Split between siblings
There are a couple of ways to divide the expenses among siblings. One way is for those who have the available funds pay for your parents’ care as a kind of loan. In the future, they would be paid back from the collective inheritance or out of the proceeds from the sale of the family property after your parents pass away.
Another method is for siblings who live far away or cannot directly assist an aging parent to pay another sibling to provide regular care.
Depending on the state your parents live in and their level of income and assets, they may qualify for in-home care covered by Medicaid. Short-term in-home care is covered by Medicaid in all states, and long-term in-home care may be covered for those who have medical conditions that would require nursing home care. You can contact your local government office on aging to see if your parent qualifies.

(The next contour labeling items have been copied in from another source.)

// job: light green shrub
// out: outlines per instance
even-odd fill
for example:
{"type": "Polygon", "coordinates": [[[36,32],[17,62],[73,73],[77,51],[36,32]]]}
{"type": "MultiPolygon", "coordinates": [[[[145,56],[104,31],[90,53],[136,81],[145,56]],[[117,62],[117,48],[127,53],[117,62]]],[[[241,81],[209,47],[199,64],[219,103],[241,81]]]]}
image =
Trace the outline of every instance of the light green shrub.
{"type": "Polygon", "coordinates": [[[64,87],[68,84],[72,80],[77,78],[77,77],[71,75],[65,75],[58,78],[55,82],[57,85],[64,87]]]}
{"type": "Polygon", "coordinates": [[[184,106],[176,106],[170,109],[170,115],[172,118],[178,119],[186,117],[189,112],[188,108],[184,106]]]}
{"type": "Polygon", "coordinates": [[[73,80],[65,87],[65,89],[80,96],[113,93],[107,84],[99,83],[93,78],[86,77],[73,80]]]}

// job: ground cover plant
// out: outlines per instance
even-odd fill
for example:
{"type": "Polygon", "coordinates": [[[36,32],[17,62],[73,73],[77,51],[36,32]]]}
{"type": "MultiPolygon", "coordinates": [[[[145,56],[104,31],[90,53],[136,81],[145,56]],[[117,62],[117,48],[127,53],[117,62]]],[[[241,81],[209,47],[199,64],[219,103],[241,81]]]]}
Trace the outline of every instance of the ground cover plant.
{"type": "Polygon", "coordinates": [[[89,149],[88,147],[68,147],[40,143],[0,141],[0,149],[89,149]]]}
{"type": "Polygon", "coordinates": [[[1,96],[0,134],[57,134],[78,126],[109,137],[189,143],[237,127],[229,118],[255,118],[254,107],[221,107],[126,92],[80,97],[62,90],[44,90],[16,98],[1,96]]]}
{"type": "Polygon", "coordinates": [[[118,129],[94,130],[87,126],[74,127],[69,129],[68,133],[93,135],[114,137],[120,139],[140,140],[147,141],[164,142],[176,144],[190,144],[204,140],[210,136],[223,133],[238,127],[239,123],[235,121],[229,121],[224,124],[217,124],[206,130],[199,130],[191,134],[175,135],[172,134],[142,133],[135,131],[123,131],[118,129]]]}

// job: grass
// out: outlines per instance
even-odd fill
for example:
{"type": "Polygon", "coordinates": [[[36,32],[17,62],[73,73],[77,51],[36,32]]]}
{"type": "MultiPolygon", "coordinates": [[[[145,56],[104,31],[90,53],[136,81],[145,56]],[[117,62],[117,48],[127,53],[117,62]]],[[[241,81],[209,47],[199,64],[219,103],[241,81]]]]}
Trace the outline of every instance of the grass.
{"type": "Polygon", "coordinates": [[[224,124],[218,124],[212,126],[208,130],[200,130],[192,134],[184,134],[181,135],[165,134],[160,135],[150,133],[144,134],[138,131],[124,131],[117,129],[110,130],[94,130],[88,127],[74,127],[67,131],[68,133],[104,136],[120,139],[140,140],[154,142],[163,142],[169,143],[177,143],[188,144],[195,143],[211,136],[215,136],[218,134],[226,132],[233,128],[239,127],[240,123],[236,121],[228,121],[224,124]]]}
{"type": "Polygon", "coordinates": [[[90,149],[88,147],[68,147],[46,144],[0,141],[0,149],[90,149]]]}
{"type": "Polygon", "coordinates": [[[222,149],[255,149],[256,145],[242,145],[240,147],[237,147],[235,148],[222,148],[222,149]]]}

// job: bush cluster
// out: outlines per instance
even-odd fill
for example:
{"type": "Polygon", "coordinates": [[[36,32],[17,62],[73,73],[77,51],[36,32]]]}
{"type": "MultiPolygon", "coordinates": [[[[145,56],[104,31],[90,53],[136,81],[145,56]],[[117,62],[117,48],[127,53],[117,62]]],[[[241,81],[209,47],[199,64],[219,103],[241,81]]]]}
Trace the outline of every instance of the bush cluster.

There are so many sources of aid available, that it is worth approaching the search like a student looking for college scholarships. You can start by going to the National Council on Aging’s website, which has identified over $10 billion in benefits for seniors since 2001. There are more than 2,000 programs that offer some type of assistance, from subsidies for food, medication, and housing, to counseling about care options and grants for respite care.
Start the conversation
Planning ahead is the best way to ensure that your parents are in an economical and comfortable option when some kind of senior care becomes necessary. The best choices are affordable options that do not unnecessarily restrict your parents’ freedom and do not place a heavy burden on you and other family members.
Deciding in advance on how to pay for care will make the process much easier. Making decisions about care for your parents can be very stressful, so simplify it. Start a discussion before the situation becomes inevitable—before care is necessary. If your parents are of retirement age, talk to them now about their plans and wishes, so there are fewer surprises in the future.